Jak dosnosi BBC, litewskie Ministerstwo Obrony wzywa do wyrzucania i nie kupowania chińskich telefonów 5G. Raport Narodowego Centrum Bezpieczeństwa Cybernetycznego przetestował telefony komórkowe 5G od chińskich producentów, i jak stwierdził w przypadku modelu Xioami nakładana jest automatyczna cenzura oraz to, że urządzenie Xiaomi przesyłał zaszyfrowane dane o użytkowaniu telefonu na serwer w Singapurze. W raporcie zwrócono również uwagę na wadę telefonu Huawei P40 5G, która naraża użytkowników na ryzyko naruszenia cyberbezpieczeństwa

Hxlitwa

Telefon Xiaomi Mi 10T 5G ma oprogramowanie, które może wykrywać i cenzurować takie terminy, jak "Wolny Tybet", "Niech żyje niepodległość Tajwanu" czy "ruch demokratyczny". Stwierdzono aż 449 terminów, które mogą być cenzurowane przez aplikacje systemowe telefonu bądź też i przez samą przeglądarkę internetową. W przypadku Huawei P40 stwierdzono, że "Oficjalny sklep z aplikacjami Huawei AppGallery kieruje użytkowników do zewnętrznych e-sklepów, w których niektóre aplikacje zostały ocenione przez programy antywirusowe jako złośliwe lub zainfekowane wirusami" - jest to wspólne oświadczenie litewskiego Ministerstwa Obrony i Narodowego Centrum Bezpieczeństwa Cybernetycznego.

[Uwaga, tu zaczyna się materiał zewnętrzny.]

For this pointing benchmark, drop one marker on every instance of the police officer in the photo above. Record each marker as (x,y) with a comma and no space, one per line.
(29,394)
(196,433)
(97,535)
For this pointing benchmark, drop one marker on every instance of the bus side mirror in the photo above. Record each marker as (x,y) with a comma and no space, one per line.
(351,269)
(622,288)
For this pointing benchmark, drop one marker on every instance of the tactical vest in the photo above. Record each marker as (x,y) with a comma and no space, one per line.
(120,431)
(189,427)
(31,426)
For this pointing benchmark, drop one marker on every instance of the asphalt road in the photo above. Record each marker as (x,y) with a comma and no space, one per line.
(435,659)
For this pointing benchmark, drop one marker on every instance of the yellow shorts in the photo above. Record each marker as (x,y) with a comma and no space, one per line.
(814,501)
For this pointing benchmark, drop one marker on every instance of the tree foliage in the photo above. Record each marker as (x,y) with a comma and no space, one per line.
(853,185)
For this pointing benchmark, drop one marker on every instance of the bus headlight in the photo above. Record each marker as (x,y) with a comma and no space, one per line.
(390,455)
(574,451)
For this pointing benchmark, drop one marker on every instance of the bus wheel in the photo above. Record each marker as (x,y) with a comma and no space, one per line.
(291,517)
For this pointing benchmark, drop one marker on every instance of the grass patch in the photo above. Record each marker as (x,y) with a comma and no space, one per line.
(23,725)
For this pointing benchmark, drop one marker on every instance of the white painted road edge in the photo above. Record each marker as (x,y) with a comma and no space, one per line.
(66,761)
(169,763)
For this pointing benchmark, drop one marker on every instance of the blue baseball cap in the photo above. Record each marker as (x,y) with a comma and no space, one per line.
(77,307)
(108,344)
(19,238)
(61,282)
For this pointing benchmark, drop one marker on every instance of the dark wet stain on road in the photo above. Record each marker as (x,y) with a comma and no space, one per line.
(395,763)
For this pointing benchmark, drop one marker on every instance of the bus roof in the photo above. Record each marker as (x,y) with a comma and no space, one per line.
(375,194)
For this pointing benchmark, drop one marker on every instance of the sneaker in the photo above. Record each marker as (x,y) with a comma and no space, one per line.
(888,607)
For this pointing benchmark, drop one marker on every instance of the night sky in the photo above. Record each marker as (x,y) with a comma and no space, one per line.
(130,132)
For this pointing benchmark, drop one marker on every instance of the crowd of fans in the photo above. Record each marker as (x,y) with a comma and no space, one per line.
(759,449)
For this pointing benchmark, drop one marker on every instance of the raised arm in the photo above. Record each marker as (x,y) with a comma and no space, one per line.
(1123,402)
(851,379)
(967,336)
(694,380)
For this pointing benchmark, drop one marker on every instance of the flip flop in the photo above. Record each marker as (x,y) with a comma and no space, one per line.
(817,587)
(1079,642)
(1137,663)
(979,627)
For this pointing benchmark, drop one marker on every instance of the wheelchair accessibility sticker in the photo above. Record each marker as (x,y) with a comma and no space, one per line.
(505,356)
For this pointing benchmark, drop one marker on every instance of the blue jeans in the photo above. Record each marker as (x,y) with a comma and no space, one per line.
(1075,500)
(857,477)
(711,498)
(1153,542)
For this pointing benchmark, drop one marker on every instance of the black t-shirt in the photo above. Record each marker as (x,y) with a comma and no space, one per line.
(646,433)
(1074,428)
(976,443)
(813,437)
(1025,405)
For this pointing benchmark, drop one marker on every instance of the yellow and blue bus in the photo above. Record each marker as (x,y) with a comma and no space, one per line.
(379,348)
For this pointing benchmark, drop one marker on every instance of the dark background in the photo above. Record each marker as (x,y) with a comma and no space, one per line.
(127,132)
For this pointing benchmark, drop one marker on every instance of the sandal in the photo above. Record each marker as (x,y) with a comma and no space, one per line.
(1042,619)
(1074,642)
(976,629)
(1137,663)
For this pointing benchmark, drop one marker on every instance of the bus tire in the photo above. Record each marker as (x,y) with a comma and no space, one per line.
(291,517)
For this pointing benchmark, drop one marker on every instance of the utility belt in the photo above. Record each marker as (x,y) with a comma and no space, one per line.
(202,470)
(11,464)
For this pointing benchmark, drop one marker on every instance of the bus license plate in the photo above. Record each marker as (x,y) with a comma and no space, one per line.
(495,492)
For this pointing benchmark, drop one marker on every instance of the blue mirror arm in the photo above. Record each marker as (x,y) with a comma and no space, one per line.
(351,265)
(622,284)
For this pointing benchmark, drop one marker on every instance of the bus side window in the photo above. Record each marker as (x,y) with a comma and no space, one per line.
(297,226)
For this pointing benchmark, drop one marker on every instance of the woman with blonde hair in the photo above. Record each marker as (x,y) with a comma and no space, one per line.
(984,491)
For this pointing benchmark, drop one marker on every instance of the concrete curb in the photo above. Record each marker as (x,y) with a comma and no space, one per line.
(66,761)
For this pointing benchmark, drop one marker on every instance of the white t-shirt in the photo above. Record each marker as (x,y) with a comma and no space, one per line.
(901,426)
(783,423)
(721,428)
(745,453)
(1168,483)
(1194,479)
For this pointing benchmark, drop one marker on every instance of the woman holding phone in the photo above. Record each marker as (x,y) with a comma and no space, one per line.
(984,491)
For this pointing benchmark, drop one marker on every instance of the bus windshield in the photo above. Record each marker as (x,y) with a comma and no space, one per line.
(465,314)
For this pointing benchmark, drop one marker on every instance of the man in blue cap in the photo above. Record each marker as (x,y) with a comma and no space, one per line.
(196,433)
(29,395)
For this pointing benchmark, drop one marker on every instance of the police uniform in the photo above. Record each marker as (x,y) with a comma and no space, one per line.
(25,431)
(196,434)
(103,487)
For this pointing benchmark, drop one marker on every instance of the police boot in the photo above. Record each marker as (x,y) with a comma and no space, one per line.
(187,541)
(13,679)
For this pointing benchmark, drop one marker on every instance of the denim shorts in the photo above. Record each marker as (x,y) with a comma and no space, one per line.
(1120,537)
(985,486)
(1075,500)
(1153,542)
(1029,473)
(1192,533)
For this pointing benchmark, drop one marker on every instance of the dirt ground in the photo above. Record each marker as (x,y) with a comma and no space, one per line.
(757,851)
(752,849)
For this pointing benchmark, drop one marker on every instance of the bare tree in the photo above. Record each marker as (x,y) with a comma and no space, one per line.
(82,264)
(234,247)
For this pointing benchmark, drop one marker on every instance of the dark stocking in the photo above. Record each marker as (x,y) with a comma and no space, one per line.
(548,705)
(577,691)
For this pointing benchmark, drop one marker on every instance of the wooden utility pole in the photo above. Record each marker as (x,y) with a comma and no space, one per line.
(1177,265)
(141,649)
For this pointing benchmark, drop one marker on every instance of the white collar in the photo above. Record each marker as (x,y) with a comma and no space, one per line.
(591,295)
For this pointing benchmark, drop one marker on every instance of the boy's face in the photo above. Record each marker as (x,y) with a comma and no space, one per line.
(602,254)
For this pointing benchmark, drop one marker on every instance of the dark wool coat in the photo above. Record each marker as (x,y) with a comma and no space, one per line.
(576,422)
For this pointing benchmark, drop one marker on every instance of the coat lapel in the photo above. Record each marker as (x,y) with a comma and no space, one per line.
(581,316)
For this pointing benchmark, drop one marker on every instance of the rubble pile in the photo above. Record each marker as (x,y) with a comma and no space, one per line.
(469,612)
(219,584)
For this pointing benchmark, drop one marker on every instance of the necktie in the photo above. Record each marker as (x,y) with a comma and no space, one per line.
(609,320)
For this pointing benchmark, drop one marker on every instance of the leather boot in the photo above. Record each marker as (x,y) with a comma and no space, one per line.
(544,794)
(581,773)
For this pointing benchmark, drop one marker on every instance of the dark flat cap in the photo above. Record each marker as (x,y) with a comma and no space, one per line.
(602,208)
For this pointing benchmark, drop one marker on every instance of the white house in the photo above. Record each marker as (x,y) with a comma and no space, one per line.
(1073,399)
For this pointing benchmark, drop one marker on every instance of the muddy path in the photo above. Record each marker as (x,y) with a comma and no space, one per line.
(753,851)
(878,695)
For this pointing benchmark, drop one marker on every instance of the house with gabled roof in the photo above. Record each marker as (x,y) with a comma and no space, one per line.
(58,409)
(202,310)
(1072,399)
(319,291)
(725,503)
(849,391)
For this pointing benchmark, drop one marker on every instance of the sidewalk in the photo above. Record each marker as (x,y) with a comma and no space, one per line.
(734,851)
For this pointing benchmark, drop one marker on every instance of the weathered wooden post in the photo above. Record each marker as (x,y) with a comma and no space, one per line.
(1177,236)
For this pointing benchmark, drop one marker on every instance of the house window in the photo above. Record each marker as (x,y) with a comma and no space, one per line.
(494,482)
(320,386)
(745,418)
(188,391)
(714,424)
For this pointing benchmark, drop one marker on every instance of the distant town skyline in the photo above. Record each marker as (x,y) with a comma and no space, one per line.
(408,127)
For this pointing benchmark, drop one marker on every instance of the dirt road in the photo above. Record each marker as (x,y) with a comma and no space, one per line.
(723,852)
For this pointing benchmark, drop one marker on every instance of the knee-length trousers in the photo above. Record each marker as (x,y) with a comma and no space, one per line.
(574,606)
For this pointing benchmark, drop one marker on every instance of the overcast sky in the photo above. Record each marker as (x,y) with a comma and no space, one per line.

"Urządzenia Xiaomi nie cenzurują komunikacji do ani od użytkowników" - powiedziała dka BBC rzeczniczka Xiaomi. "Xiaomi nigdy nie ograniczało ani nie blokowało żadnych osobistych zachowań użytkowników smartfonów, takich jak wyszukiwanie, dzwonienie, przeglądanie stron internetowych lub korzystanie z oprogramowania komunikacyjnego innych firm". Rzecznik Huawei powiedział BBC, że przestrzega prawa i przepisów krajów, w których prowadzi działalność, i stawia na cyberbezpieczeństwo oraz prywatność dodając przy tym, że Huawei przeprowadza również kontrole bezpieczeństwa, aby upewnić się, że użytkownik pobiera tylko "bezpieczne aplikacje"

W zeszłym miesiącu Chiny zażądały od Litwy usunięcia swojego ambasadora z Pekinu i zapowiedziały, że wycofają swojego ambasadora z Wilna. Powodem całego zamieszania jest fakt, że Tajwan oficjalnie otwiera "Przedstawicielstwo Tajwańskie" na terytorium Litwy nie używając w nazwie "Tajpej" co oczywiście bardzo nie podoba się chińskiemu rządowi.